Fight Big Government:
http://obamacareclassaction.com/
http://obamacaretruth.org/The second case is not boxing because you are assigning a literal value to the object. A literal value essentially takes on the type of the object to which it is assigned (not the real implementation details, but it should get the idea across). That would mean that a literal integer value is only a value type if it is assigned to a value type. In the second example, the literal values are assigned to
objectvariables, so no boxing occurs. Any time a boxing operation occurs, the value of the value type being boxed is copied into the reference type. As for what the second case is called, there isn't a name since there is no boxing or unboxing operations. It is simply variable assignment. In yourfuncexample, you have a function with twoout objectparameters.

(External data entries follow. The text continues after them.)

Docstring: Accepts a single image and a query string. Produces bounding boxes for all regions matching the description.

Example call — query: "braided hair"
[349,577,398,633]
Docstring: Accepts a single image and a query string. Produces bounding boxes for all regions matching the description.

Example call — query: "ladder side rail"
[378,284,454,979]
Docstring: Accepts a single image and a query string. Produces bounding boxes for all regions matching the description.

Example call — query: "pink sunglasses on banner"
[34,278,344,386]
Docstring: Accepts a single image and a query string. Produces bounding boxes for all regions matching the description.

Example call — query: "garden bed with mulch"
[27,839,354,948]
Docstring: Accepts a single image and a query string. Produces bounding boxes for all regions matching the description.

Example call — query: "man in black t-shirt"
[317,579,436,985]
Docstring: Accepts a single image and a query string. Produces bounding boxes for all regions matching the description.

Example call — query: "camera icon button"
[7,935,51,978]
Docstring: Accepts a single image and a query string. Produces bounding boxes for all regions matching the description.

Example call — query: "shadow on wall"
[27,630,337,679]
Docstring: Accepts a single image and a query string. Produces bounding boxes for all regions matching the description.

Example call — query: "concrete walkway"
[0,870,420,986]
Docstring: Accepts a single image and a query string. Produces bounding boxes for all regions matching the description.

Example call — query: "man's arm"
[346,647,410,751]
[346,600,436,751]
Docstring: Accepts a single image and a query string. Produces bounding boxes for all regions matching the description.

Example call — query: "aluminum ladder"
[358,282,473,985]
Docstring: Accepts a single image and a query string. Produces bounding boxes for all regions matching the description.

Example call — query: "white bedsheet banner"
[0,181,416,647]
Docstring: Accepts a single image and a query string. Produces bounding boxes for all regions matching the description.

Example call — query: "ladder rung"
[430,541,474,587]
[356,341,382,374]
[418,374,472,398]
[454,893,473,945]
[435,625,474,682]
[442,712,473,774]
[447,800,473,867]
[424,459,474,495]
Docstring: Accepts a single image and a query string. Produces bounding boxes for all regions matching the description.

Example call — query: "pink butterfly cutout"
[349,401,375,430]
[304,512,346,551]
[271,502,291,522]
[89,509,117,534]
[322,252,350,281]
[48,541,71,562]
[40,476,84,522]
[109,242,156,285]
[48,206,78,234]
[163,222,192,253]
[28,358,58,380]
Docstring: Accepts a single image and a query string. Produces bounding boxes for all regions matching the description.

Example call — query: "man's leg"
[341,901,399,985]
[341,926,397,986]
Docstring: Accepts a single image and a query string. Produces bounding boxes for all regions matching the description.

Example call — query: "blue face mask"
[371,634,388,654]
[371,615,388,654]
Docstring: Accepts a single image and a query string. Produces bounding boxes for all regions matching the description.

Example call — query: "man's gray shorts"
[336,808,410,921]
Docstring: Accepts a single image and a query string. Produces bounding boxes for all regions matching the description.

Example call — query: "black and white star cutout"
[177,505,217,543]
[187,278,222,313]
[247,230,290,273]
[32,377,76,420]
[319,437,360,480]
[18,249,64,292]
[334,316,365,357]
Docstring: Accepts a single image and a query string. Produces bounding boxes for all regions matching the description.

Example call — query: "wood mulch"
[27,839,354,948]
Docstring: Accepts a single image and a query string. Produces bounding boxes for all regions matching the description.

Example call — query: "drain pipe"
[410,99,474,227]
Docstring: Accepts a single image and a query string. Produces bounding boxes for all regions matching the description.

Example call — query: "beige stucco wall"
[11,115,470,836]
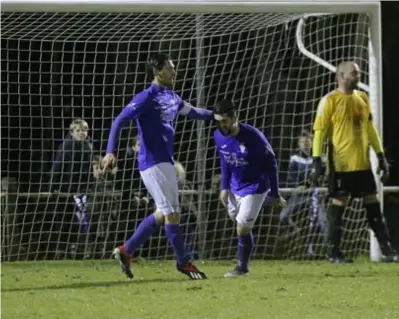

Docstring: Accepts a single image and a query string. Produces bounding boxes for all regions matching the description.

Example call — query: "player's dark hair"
[213,100,237,117]
[147,53,170,78]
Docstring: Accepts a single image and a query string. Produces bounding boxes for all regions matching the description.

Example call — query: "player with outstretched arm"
[214,100,285,278]
[312,62,398,263]
[103,53,213,280]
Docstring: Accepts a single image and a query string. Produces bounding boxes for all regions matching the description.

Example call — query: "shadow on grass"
[1,278,187,293]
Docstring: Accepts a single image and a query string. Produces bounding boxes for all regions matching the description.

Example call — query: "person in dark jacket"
[50,119,99,254]
[280,131,326,254]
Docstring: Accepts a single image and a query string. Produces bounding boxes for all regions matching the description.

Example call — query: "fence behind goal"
[1,13,394,260]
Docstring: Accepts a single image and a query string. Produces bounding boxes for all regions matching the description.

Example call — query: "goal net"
[1,12,368,260]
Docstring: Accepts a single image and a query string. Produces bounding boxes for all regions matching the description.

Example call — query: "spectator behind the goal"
[280,131,326,255]
[50,119,101,255]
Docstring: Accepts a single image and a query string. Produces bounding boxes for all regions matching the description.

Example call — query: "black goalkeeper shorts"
[328,170,377,198]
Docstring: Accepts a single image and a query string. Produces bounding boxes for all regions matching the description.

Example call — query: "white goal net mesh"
[1,13,368,260]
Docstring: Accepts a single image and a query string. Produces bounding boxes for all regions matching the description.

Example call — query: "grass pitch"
[1,261,399,319]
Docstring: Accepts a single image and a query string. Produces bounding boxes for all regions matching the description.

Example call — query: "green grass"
[2,261,399,319]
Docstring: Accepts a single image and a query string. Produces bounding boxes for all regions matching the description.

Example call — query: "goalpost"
[1,0,397,260]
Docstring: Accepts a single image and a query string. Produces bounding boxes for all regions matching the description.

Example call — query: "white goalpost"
[1,0,398,261]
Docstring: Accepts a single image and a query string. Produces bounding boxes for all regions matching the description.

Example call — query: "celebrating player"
[103,53,213,279]
[313,62,398,263]
[214,100,284,277]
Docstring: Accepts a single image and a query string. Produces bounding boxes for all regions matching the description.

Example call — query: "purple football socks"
[237,232,254,270]
[124,214,158,255]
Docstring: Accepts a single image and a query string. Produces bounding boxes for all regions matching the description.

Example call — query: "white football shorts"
[227,192,267,228]
[140,163,180,215]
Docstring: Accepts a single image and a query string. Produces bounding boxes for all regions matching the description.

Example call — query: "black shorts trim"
[328,170,377,198]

In the body of the function, you are essentially doing two things:- You create an
intvalue type and then assign it to anobjectargument. This is a boxing operation. - You assign a literal value
2to anobjectargument. Since you are assigning a literal value, this is not a boxing operation.
Scott Dorman
Microsoft® MVP - Visual C# | MCPD President - Tampa Bay IASA [Blog][Articles][Forum Guidelines]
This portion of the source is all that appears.